Ada Swineford


Ada Swineford was a clay mineralogist and Professor of geology at Western Washington State College in Bellingham. Swinefordite is named after her.

Life

Swineford was born in Chicago on 17 June 1917. Her parents Charles and Kate Swineford and she was unusual in deciding to choose geology when few women were involved. Her father was a Professor of engineering at the Chicago Institute of Technology. She obtained her own science degree in 1940 and a master's degree in 1942 at the University of Chicago. The same year she joined the geological Survey of Kansas. By 1949 she led the petrology department.

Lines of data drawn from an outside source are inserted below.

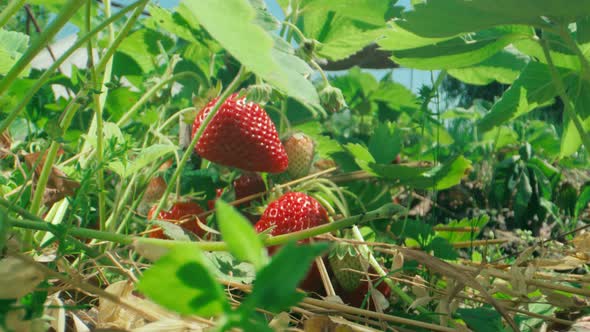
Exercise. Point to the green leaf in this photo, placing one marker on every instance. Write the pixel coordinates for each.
(534, 50)
(229, 268)
(385, 145)
(374, 12)
(483, 319)
(523, 196)
(274, 287)
(503, 67)
(12, 45)
(181, 281)
(473, 223)
(534, 87)
(238, 233)
(445, 18)
(441, 248)
(583, 200)
(161, 18)
(324, 145)
(142, 47)
(528, 323)
(396, 38)
(460, 52)
(439, 177)
(417, 230)
(232, 24)
(578, 90)
(144, 158)
(396, 96)
(361, 155)
(500, 136)
(173, 231)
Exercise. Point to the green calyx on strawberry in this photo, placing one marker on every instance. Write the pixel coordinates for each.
(292, 212)
(347, 266)
(249, 184)
(332, 98)
(184, 213)
(300, 150)
(241, 135)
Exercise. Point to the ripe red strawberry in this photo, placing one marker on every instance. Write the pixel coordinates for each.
(241, 135)
(300, 150)
(180, 211)
(249, 184)
(292, 212)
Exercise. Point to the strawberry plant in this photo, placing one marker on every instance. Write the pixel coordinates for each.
(294, 165)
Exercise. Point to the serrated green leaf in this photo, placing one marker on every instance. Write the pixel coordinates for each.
(503, 67)
(578, 91)
(12, 45)
(472, 223)
(443, 18)
(484, 319)
(161, 18)
(460, 52)
(534, 50)
(441, 248)
(501, 136)
(143, 158)
(361, 155)
(232, 24)
(440, 177)
(274, 287)
(396, 38)
(238, 233)
(142, 47)
(182, 281)
(229, 268)
(534, 87)
(385, 145)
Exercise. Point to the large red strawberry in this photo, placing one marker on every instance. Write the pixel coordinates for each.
(294, 212)
(241, 135)
(185, 212)
(300, 150)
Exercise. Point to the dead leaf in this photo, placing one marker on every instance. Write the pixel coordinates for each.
(333, 324)
(149, 250)
(22, 277)
(55, 310)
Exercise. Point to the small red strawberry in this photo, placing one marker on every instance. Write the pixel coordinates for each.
(292, 212)
(300, 150)
(180, 211)
(241, 135)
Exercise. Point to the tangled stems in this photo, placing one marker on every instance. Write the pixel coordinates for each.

In 1954 she was awarded a doctorate by Pennsylvania State University and in 1958 she began teaching at the University of Kansas and in 1964 she was an associate professor.
In 1961 she and Paul C. Franks published the proceedings of the "Clay and Clay Materials" conference which was help in Austin Texas.
She moved to Western Washington State College in Bellingham where she became a full professor in 1969. She nominally retired in the 1970s but also took up positions at other universities.
Swineford was a mineralogist and more particularly a Kansas geologist. She and John Frye studied loess. She was involved in the controversy that argued over the nature of loesse formation. She and Frye looked at the particle size of loesse and compared it with local dust. They found a high degree of similarity and this strengthened the evidence of Russell's theory that they had been formed from dust.
The mineral Swinefordite is named after her. The clay is said to have the consistency of Vaseline and is found in a mine in North Carolina. The clay is rich in lithium and was discovered by one of her students.